The implementation of route planning for a delivery fleet can significantly contribute to the sustainability of the planet. On average, each vehicle produces 28 kg of CO2 daily, based on a distance of 100 miles in the UK. For the typical SMB fleet of eight vehicles, a routing and scheduling solution could save up to 14 tons per year, with an average improvement in mileage of 23.2%. According to a study by the Aberdeen Group, companies that implemented routing and scheduling solutions saw an average reduction in travel time of 28.5%, a decrease in fuel usage of 23.2%, and an increase in workforce productivity of 15.2%.
Delivery efficiency
While route optimisation has a direct impact on the mileage of commercial fleets and environmental impact in general, everyday delivery efficiency would be another factor impacting the environment too.
Coming back to the migration from B2B to B2C delivery model, needless to say, delivery fleets were not prepared for a new reality. As larger vehicles usually deliver to 10-20 business locations had to explore new residential areas making 30-70 multi-stop drops a day.
Key factors which made the new delivery job extremely complex were:
Missing driver’s knowledge of the delivery area
Unknown geography of residential districts including one-way and narrow streets, traffic-heavy junctions
Generic postcodes not giving accurate delivery locations
Dynamic nature of B2C delivery with order volumes changing on a daily basis.
The factors above put drivers in a stressful mindset, causing aggressive driving, driving at higher speeds and excessive idling.
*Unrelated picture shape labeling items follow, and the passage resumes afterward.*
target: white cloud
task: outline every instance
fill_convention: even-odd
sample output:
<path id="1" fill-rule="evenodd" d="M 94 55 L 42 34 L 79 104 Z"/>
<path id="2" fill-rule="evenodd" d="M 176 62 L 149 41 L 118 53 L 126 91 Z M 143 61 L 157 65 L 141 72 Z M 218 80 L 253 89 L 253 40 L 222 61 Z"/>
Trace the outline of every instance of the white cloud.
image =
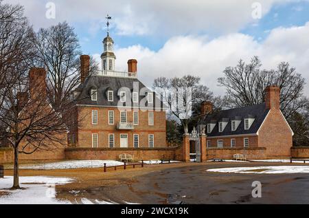
<path id="1" fill-rule="evenodd" d="M 275 3 L 291 0 L 259 0 L 262 16 Z M 296 1 L 296 0 L 295 0 Z M 253 3 L 256 0 L 54 0 L 56 19 L 45 17 L 48 1 L 5 0 L 25 6 L 25 13 L 36 28 L 46 27 L 65 20 L 85 23 L 91 34 L 104 26 L 107 12 L 115 20 L 113 25 L 122 35 L 167 35 L 213 32 L 237 32 L 250 23 Z"/>
<path id="2" fill-rule="evenodd" d="M 158 52 L 141 45 L 115 50 L 116 69 L 127 69 L 130 58 L 138 60 L 139 77 L 151 85 L 158 76 L 181 76 L 192 74 L 217 94 L 225 90 L 217 86 L 217 78 L 227 66 L 235 66 L 239 59 L 246 61 L 255 55 L 262 59 L 265 69 L 275 69 L 282 61 L 288 61 L 309 81 L 309 23 L 301 27 L 279 28 L 260 42 L 243 34 L 229 34 L 209 40 L 207 36 L 172 37 Z M 100 56 L 97 55 L 100 60 Z M 306 92 L 309 96 L 309 86 Z"/>

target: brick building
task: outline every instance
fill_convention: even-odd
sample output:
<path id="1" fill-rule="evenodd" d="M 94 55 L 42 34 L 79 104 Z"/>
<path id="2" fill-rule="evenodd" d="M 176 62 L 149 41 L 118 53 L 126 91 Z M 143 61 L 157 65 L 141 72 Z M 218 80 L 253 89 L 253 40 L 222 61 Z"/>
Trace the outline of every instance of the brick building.
<path id="1" fill-rule="evenodd" d="M 267 158 L 290 157 L 294 133 L 280 110 L 279 95 L 279 88 L 271 86 L 264 103 L 219 111 L 203 102 L 207 147 L 234 149 L 236 153 L 242 148 L 265 148 Z"/>
<path id="2" fill-rule="evenodd" d="M 82 56 L 81 85 L 74 91 L 73 148 L 161 148 L 166 146 L 165 108 L 137 74 L 137 61 L 128 72 L 116 72 L 113 41 L 103 41 L 102 70 L 89 75 L 88 56 Z"/>

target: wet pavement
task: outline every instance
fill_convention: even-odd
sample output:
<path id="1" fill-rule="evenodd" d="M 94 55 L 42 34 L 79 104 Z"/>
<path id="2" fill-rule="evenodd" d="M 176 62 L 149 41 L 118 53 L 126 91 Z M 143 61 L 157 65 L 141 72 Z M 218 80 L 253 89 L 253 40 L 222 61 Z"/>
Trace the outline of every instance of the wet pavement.
<path id="1" fill-rule="evenodd" d="M 259 166 L 278 164 L 260 164 Z M 282 165 L 282 164 L 281 164 Z M 248 164 L 245 166 L 257 166 Z M 154 171 L 134 182 L 80 190 L 88 199 L 146 204 L 309 204 L 309 174 L 238 174 L 209 168 L 244 166 L 235 164 L 192 164 Z M 252 197 L 252 183 L 262 183 L 262 197 Z"/>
According to the US Department of Energy, aggressive driving (including speeding, rapid acceleration, and hard braking) can lower gas mileage by up to 33% on the highway and 5% in the city, resulting in increased CO2 emissions. The UK Department for Transport estimates that idling can use up to 2.6 litres of fuel per hour and emit 6.3 kg of CO2, which can add up over the course of a day or a week of delivery driving.
A delivery management solution can help overcome the key challenges associated with B2C deliveries, such as the driver's lack of knowledge of the delivery area and the dynamic nature of B2C delivery orders. By providing real-time, turn-by-turn navigation, the delivery management solution can ensure drivers are taking the most efficient route to each delivery location, even in unfamiliar residential areas. This can reduce the likelihood of missed deliveries, improve customer satisfaction, and minimise the environmental impact of driving.
Moreover, a delivery management solution can provide accurate delivery locations by leveraging more precise address information and geolocation data. This can help ensure that drivers are able to find each delivery location quickly and efficiently, reducing the amount of time they spend driving around looking for the right address. The system can also dynamically adjust delivery schedules based on changes in order volumes or traffic conditions, helping drivers to complete their deliveries on time and reducing the amount of time they spend idling and emitting CO2.
In conclusion, the implementation of route planning and delivery management solutions can have a significant positive impact on the environment. Route optimization can reduce mileage by up to 30%, resulting in a reduction of up to 14 tons of CO2 emissions per year for a typical SMB fleet. Additionally, delivery management solutions can improve delivery efficiency, reducing the likelihood of missed deliveries, improving customer satisfaction, and minimising the environmental impact of driving. By adopting these solutions, businesses can not only improve their bottom line but also contribute to a more sustainable future.